Values Voters Focus Newly Realized Power on Future Goals
by Bill Fancher and Allie Martin
November 22, 2004
(AgapePress) - One media expert says while the overwhelming significance of the "values vote" in the 2004 elections came as a surprise to many in the press, it was not the first time people of faith and values have made a difference in American politics. And if a well-known Christian activist has his way, it won't be the last.
Regent University held a seminar last week that examined the impact of religious voters on the recent election. Alliance Press spokesman Tom Frieling was a member of the panel that examined the outcome and implications of the vote. He says when the ballots were counted, perhaps the most shocked segment of American society was the media.
Frieling feels the secular media were fairly oblivious to the values voters' influence, right up until November 2. "The day before the election," he says, "you could ask any member of the media.

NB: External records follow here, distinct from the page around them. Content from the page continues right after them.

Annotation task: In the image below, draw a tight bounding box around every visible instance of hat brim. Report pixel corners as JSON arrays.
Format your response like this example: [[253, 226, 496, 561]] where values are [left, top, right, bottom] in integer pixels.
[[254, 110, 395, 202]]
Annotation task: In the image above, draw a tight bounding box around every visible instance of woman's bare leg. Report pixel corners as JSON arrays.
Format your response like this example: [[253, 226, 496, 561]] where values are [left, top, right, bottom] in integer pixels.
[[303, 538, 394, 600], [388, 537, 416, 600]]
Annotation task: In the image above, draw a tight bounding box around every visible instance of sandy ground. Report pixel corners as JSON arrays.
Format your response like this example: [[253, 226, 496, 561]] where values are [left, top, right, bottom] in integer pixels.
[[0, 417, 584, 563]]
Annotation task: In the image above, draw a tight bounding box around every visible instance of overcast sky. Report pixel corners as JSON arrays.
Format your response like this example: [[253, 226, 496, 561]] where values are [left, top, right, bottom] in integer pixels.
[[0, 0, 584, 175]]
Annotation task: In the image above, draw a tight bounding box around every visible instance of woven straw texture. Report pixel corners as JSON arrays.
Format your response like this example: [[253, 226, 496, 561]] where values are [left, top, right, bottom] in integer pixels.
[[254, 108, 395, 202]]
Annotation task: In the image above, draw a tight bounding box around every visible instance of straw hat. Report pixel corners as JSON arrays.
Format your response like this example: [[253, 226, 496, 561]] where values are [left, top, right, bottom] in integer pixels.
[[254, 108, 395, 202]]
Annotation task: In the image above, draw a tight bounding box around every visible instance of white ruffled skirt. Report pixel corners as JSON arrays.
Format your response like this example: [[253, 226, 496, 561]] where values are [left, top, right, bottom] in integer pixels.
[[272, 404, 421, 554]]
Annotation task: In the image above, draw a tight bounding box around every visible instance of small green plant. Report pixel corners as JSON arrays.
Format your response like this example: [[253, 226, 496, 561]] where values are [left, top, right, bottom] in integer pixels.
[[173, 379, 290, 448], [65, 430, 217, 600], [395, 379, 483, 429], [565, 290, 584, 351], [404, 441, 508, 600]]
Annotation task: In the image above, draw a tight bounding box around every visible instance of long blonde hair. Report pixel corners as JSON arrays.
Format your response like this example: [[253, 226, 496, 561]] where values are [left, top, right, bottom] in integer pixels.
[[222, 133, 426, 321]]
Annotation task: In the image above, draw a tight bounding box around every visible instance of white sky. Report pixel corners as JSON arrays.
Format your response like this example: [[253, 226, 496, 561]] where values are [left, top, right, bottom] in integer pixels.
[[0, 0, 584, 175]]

If you would have asked about the impact of religion, I don't think they would have told you it was that great."
And to this day, the Alliance Press spokesman asserts, many in the media are still trying the negate the impact of religious and moral beliefs on the election. To him this suggests that the mainstream media simply do not understand the core values of the majority of Americans.

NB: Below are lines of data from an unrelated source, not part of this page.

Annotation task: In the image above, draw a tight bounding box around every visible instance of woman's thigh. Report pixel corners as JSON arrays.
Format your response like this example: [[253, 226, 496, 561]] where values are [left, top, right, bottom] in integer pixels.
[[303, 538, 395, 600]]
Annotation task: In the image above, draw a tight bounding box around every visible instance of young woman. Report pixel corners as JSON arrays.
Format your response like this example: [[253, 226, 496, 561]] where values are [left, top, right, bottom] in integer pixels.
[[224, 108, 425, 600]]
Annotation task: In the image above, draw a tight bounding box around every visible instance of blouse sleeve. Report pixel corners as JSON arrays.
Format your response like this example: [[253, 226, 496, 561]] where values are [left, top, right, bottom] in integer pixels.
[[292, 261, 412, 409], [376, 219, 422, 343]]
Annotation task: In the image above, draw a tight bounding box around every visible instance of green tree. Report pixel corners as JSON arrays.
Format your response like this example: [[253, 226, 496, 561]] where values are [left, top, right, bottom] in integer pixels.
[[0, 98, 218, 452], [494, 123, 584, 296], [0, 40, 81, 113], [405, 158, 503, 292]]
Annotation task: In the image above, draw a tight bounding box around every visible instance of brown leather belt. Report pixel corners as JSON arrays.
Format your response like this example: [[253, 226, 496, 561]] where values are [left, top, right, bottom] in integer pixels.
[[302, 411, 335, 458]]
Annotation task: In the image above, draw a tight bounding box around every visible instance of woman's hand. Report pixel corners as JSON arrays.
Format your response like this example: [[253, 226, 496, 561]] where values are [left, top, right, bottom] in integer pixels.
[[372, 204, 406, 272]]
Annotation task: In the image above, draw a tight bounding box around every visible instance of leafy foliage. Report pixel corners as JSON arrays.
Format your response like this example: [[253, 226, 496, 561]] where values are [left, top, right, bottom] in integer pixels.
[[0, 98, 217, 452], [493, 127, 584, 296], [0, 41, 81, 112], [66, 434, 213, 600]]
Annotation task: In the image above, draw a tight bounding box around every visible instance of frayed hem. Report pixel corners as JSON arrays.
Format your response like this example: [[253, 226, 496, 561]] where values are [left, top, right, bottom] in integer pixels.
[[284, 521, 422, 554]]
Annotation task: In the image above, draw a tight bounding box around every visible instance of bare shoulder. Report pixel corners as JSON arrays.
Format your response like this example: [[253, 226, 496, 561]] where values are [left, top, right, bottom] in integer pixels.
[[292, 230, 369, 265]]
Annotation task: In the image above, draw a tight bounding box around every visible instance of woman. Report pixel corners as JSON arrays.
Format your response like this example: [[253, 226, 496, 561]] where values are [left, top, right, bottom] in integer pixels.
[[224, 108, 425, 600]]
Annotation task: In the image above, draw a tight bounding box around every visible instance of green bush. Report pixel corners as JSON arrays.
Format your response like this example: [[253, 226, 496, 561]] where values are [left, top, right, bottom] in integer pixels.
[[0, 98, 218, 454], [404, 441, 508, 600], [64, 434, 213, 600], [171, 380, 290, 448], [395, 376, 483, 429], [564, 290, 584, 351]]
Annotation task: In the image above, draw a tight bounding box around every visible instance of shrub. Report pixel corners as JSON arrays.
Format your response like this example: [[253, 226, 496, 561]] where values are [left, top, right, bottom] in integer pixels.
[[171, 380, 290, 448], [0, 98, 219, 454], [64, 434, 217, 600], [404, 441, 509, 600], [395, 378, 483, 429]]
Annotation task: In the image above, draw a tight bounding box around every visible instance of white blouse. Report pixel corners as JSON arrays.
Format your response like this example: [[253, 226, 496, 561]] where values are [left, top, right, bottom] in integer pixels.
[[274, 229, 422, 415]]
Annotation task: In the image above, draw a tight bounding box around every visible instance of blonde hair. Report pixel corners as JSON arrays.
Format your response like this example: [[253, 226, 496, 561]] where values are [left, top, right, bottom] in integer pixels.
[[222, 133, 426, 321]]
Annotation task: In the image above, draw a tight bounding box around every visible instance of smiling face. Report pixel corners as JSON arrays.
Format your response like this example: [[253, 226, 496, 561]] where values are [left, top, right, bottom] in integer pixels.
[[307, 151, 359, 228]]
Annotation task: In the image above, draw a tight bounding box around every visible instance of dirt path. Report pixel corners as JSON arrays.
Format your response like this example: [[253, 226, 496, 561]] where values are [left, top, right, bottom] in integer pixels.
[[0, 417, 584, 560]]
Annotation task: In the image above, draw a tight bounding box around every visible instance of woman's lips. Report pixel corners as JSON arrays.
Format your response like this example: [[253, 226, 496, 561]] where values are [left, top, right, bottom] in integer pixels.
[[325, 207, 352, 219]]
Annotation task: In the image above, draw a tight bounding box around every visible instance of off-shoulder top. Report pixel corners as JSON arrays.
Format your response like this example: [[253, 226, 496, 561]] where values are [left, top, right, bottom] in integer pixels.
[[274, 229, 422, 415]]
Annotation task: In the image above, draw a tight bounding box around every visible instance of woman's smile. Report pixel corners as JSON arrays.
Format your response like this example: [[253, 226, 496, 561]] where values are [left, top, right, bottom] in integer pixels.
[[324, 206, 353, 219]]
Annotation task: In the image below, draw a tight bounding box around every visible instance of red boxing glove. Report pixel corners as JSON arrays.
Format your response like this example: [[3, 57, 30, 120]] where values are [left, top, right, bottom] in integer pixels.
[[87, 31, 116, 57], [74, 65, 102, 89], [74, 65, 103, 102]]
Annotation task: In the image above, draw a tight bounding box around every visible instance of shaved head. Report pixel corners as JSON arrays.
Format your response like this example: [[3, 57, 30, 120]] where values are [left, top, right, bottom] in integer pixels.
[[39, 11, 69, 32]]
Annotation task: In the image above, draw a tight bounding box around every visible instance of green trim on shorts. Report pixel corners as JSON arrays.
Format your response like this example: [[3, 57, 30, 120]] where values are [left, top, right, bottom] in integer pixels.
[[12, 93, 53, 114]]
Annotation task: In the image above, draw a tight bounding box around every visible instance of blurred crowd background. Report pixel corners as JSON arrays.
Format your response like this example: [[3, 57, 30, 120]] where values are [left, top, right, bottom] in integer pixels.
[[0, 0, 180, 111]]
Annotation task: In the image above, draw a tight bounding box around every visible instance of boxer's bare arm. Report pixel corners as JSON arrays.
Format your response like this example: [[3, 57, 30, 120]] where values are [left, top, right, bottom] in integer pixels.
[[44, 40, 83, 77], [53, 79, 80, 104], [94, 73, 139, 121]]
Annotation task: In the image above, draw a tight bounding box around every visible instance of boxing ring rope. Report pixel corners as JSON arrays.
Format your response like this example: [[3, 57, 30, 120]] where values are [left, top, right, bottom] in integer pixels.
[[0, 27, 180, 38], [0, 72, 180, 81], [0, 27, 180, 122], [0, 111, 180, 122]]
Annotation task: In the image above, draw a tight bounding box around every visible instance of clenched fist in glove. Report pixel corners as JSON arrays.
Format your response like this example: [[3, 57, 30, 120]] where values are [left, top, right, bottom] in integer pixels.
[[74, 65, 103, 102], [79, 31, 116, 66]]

"I think some are still in denial, denying that it did play a big role," Frieling says, "but it indeed did. And, you know, this isn't the first time. It's played a large role all the way back to 1980, I feel, with the election of Ronald Reagan."
Most panel members at the seminar agreed that religious voters were galvanized by the moral issues of the day, and therefore turned out on Election Day in huge numbers to wield major influence on the outcome of the presidential race and other votes. Now an outspoken Christian leader is looking to make sure the momentum the values voters have built up will be sustained for years to come.
Falwell's Faith and Values Coalition Launched
Dr. Jerry Falwell founded the Moral Majority in 1979, and many credit that group's activism with helping put Ronald Reagan in the White House in 1980. Now Falwell is hoping a new grassroots organization he recently started will mobilize contemporary believers to play an active role in politics and society. Upon announcing the formation of the Faith and Values Coalition, he pointed out that the organization would have three main goals: the curtailing of judicial activism, the passage a Federal Marriage Amendment, and the election of a socially, fiscally, and politically conservative president in 2008.
Falwell says the Faith and Values Coalition should continue what the Moral Majority started in 1979, by working "to mobilize and inform and activate a huge faith and values contingency in this country -- a voting bloc that will do what they did on November 2 over and over again." In other words, he elaborates, "to put men and women who are committed to the Judeo-Christian ethic in every level of office -- state, U.S. Congress, the White House -- every time."
According to Falwell, as the values voters organize and mobilize to exert their political power, many positive changes could be on the nation's horizon. "New Supreme Court justices can overturn Roe vs. Wade," he says hopefully, and "The Federal Marriage Amendment to the U.S. Constitution can forever define the family as one man married to one woman."
But the well-known minister and conservative spokesman says the re-election of President George W. Bush in 2004 was not due to grassroots activism alone. He asserts that the record turnout of values voters on November 2 can be credited to a combination of factors -- even, in part, to the radical actions of liberal activists.
"So much has happened so quickly during the past four years," Falwell says. "We owe a great debt to four Massachusetts Supreme Court justices who legalized same-sex marriage in the 'People's Republic of Massachusetts.' And we owe a great deal to the mayor of San Francisco, who performed a couple thousand gay marriages, because that fired a shot right over the bow of people of faith in this country."
According to a recent study by the Barna Research Group (http://www.barna.org), although the born-again evangelical population in America stands at 38 percent of the voting population, yet they represented 53 percent of the voters in the recent election. Falwell suggests that the hard push by the left to force the homosexual agenda on the American people may have resulted in the massive values voter backlash that made all the difference in the election.
Falwell has committed to a four-year stint as chairman of the Faith and Values coalition. He contends that the stage is now set for the Church to turn America back to the faith of its forefathers and to the Judeo-Christian ethic.